Since 1992, there have been proposals to extend the Kirkenes–Bjørnevatn Line to either Nikel or Zapolyarny, Russia, where it would connect to the Murmansk–Nikel Line. About 40 km of railway is missing to connect the two lines. The proposal calls to develop Kirkenes as a port for export of Russian products, as the Murmansk port is less suited and under-dimensioned. Major transshipment products include metals from MMC Norilsk Nickel, steel from Arkhangelsk and crude oil. The Murmansk–Nikel Line was built in 1936, is 206 km long, is not electrified and is operated by the Russian Railways. As it is Russian gauge, the Kirkenes–Bjørnevatn Line would be presumably undergo gauge conversion or get dual gauge. A new railway would be able to transport 5 million tonnes of cargo per year.

In 2003, the cost of the necessary 40 km of new railway was estimated at 1.4 billion Norwegian krone (NOK), while the cost of upgrading the existing Russian line was NOK 400 million. In 2007, Murmansk Oblast's governor, Yury Yevdokimov, rejected the plans for a connection to Russia, stating that his opinion was supported by President Vladimir Putin. Because Kirkenes is a better suited port than Murmansk, local authorities in Murmansk do not want to lose transshipment business to Norway. However, with the increased realism of a line to Rovaniemi, which would serve as an alternative route to Kirkenes from Russia, Russian authorities have since 2010 again supported a railway line between Kirkenes and Russia.

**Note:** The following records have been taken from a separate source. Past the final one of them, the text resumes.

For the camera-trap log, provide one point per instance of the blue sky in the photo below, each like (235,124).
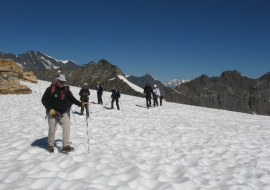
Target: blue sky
(167,39)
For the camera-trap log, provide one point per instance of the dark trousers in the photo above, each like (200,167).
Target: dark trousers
(161,98)
(99,98)
(155,100)
(87,111)
(116,100)
(148,101)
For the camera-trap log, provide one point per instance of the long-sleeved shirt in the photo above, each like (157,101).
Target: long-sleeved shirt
(58,100)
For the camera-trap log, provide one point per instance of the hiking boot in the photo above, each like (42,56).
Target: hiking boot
(67,148)
(50,149)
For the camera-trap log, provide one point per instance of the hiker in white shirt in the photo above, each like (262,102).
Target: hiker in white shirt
(156,95)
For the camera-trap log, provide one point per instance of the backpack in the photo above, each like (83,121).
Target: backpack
(63,92)
(118,93)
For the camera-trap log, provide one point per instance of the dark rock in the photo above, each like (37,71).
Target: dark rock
(141,81)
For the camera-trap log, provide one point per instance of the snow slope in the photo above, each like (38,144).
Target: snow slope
(170,147)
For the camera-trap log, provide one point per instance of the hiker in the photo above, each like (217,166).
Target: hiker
(156,94)
(162,93)
(84,93)
(99,88)
(115,96)
(69,103)
(55,100)
(147,92)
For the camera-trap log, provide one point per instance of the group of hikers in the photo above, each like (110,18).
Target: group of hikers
(153,93)
(58,99)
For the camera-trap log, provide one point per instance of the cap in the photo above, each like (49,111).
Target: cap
(61,78)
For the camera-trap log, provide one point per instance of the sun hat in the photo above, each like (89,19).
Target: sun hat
(61,78)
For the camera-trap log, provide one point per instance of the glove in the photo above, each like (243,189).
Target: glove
(52,112)
(85,104)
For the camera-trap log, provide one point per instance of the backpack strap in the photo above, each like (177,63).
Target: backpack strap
(62,93)
(53,88)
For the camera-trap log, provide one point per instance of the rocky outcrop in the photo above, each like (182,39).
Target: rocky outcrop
(231,91)
(39,60)
(90,73)
(29,77)
(10,73)
(141,81)
(12,86)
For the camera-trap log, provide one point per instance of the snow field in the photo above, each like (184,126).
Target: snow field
(170,147)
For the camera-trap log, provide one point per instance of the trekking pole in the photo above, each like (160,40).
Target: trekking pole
(121,104)
(87,128)
(90,108)
(104,99)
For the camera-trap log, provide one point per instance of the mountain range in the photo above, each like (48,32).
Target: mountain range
(231,91)
(176,82)
(39,61)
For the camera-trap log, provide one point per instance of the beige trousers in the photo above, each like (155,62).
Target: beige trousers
(64,122)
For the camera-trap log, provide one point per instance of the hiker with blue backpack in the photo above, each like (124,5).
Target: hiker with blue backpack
(156,94)
(148,91)
(115,96)
(162,93)
(84,94)
(55,100)
(99,88)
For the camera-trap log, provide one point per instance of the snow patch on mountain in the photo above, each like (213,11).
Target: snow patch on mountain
(135,87)
(177,82)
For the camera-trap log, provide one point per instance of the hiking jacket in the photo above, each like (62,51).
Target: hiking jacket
(58,100)
(84,98)
(162,93)
(156,92)
(148,91)
(99,88)
(115,94)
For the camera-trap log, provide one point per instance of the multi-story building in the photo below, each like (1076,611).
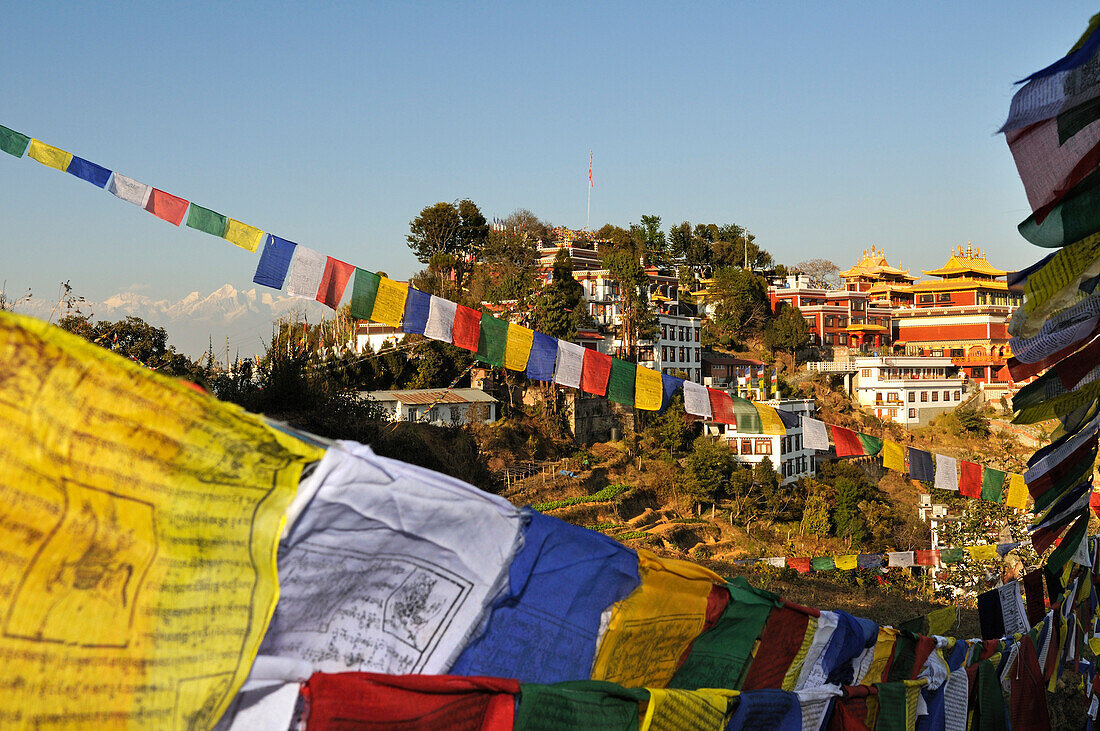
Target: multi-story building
(908,389)
(788,454)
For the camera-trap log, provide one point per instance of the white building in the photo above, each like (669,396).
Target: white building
(437,406)
(788,454)
(908,389)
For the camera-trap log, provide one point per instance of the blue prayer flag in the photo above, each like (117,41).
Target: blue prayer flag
(543,628)
(274,262)
(97,175)
(540,363)
(417,305)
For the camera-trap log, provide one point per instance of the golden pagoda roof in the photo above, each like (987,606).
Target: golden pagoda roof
(875,265)
(971,261)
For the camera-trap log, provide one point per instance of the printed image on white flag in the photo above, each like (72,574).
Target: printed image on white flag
(389,567)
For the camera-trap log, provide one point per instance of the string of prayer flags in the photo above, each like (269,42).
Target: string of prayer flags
(333,281)
(595,370)
(13,143)
(542,356)
(517,349)
(242,234)
(48,155)
(167,207)
(304,278)
(87,170)
(274,262)
(130,190)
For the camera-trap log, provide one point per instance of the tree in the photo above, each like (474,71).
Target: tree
(820,273)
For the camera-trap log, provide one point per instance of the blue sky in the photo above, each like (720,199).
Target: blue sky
(822,129)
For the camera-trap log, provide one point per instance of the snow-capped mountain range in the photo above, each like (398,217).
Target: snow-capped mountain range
(196,320)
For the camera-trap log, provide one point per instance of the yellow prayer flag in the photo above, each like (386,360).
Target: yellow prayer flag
(649,631)
(1018,493)
(648,389)
(140,535)
(987,552)
(517,347)
(770,423)
(847,563)
(48,155)
(389,302)
(893,455)
(800,657)
(242,234)
(705,708)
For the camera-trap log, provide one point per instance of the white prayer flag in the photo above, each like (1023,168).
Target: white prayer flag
(307,269)
(389,568)
(130,190)
(440,319)
(570,362)
(696,399)
(814,434)
(947,474)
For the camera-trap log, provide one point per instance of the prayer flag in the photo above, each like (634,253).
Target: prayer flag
(48,155)
(620,383)
(333,281)
(307,268)
(696,400)
(440,324)
(722,407)
(893,455)
(274,262)
(466,330)
(595,369)
(364,289)
(207,221)
(969,479)
(649,389)
(492,340)
(389,302)
(541,361)
(243,235)
(846,441)
(417,309)
(97,175)
(12,142)
(517,349)
(167,207)
(130,190)
(656,623)
(992,483)
(569,365)
(920,465)
(814,434)
(559,584)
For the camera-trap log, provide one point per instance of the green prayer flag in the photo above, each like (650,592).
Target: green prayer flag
(492,340)
(620,384)
(578,705)
(13,143)
(364,288)
(748,418)
(992,485)
(719,656)
(206,220)
(871,444)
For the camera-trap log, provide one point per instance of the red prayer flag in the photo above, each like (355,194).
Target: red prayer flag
(167,207)
(595,370)
(333,280)
(466,329)
(343,700)
(847,442)
(970,479)
(722,407)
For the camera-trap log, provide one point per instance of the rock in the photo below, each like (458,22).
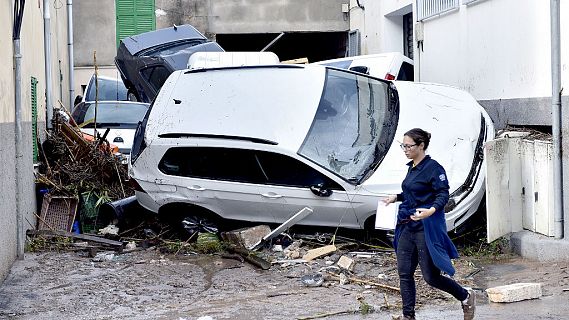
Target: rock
(346,263)
(514,292)
(110,229)
(246,237)
(130,246)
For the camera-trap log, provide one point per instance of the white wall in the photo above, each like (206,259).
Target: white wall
(495,49)
(380,24)
(31,47)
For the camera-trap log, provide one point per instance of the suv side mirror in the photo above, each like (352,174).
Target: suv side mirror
(320,190)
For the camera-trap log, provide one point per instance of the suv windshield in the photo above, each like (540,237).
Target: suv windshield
(354,125)
(105,89)
(110,114)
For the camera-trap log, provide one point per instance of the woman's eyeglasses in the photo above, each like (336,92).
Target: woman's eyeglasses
(407,146)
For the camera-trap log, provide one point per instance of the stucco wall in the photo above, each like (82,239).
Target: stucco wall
(380,24)
(253,16)
(94,30)
(496,49)
(32,66)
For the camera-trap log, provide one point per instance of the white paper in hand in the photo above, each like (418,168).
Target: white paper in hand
(386,215)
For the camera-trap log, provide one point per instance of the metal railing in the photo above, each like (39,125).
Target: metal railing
(430,8)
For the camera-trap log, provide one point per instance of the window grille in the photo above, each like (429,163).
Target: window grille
(430,8)
(134,17)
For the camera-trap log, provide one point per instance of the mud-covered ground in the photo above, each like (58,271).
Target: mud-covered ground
(150,285)
(147,284)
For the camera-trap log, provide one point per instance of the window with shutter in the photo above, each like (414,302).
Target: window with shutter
(134,17)
(34,94)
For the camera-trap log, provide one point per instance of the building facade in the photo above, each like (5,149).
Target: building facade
(33,111)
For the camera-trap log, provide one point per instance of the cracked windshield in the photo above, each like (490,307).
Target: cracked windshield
(347,128)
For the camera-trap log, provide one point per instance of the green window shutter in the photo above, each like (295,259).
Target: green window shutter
(34,91)
(134,17)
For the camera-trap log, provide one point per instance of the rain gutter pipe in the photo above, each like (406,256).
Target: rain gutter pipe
(19,158)
(556,117)
(70,54)
(47,61)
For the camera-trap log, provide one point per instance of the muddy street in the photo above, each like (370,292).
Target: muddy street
(150,285)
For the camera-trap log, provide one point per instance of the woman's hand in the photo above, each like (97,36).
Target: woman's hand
(423,213)
(390,199)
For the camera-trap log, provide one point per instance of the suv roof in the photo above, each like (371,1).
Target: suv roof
(389,65)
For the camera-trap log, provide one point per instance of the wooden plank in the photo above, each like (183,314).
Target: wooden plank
(74,236)
(319,252)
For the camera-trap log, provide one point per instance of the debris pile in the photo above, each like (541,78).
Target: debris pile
(73,164)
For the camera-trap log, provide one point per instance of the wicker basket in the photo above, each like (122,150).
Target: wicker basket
(57,213)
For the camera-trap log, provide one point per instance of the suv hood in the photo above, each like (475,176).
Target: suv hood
(455,130)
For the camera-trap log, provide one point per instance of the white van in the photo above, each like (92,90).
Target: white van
(207,60)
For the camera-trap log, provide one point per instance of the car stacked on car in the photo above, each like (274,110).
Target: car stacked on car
(259,143)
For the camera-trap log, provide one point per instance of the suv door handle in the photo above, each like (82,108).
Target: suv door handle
(272,195)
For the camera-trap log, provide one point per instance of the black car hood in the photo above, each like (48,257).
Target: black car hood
(146,40)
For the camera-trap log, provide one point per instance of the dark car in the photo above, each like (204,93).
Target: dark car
(146,60)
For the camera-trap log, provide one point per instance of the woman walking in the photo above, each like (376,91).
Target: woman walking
(420,235)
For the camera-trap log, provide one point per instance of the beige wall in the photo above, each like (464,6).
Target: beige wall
(32,66)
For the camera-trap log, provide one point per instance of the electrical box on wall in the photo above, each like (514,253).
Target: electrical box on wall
(419,36)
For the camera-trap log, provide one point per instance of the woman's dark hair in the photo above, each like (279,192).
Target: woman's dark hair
(419,136)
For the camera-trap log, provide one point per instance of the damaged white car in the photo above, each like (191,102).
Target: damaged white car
(260,143)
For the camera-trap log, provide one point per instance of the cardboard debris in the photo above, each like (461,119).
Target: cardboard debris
(319,252)
(514,292)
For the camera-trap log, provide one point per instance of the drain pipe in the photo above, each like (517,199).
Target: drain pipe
(556,118)
(47,61)
(70,54)
(20,238)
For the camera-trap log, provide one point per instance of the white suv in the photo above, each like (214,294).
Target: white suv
(260,143)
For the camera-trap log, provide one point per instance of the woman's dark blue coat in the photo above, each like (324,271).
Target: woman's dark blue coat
(426,186)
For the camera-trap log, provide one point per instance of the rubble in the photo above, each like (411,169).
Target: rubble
(346,263)
(246,237)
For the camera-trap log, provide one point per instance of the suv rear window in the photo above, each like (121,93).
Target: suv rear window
(241,165)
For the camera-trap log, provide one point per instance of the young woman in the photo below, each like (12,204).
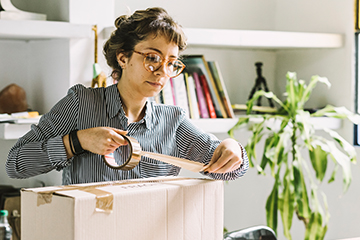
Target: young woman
(87,123)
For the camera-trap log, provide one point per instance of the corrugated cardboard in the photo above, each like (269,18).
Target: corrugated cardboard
(171,208)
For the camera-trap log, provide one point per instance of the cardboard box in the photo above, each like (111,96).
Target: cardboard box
(155,208)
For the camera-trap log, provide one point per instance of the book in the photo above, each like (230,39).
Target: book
(263,109)
(204,113)
(208,97)
(171,80)
(198,64)
(192,98)
(180,93)
(220,84)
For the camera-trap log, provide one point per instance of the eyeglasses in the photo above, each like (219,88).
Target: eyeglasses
(153,62)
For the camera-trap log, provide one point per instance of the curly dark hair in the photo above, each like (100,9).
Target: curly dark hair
(130,30)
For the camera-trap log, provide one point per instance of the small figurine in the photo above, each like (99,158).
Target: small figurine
(260,80)
(13,99)
(99,77)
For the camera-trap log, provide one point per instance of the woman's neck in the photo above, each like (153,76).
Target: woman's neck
(134,108)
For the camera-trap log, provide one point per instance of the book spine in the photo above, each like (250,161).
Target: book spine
(204,113)
(208,99)
(191,92)
(180,93)
(219,82)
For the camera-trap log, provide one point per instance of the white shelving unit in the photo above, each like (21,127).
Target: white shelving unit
(257,39)
(40,30)
(220,38)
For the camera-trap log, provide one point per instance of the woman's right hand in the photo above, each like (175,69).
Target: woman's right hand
(99,140)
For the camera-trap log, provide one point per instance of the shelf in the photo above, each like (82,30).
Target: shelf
(256,39)
(40,30)
(261,39)
(215,125)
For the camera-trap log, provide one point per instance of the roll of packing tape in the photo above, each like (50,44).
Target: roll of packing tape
(133,158)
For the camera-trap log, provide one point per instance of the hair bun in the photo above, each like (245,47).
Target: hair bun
(120,20)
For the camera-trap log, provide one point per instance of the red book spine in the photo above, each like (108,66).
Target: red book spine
(204,113)
(208,97)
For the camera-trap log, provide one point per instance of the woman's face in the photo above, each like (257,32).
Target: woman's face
(136,78)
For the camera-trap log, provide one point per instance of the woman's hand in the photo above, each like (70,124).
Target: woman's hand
(227,157)
(99,140)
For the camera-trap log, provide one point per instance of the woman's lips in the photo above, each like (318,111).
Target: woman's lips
(155,84)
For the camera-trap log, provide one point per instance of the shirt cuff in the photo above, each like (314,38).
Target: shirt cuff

A prestudy also exists about the possibility to connect Kirkenes to the Finnish railway network, named the Arctic Railway. Possible routes include from either Rovaniemi, Kolari, Kemijärvi or multiple of these, via Sodankylä, Saariselkä and Ivalo, then either east or west of Lake Inari or via Nikel to Kirkenes. The length of the line would be between 480 and 550 km. The background is the boom of mining in Finnish Lapland and the need for access to a deep, ice-free port. Railway lines exist to the Baltic Sea, but the bay is both shallow and ice-covered during winter. The line would also allow for export of lumber and other products from Finland, while it would provide a route to export fish from Norway to Finland and Eastern Europe. In 2011, the costs of the line were estimated at €1.1 to 1.6 billion. A significantly deviating alternative is to build westwards from Kolari to Skibotn (300 km).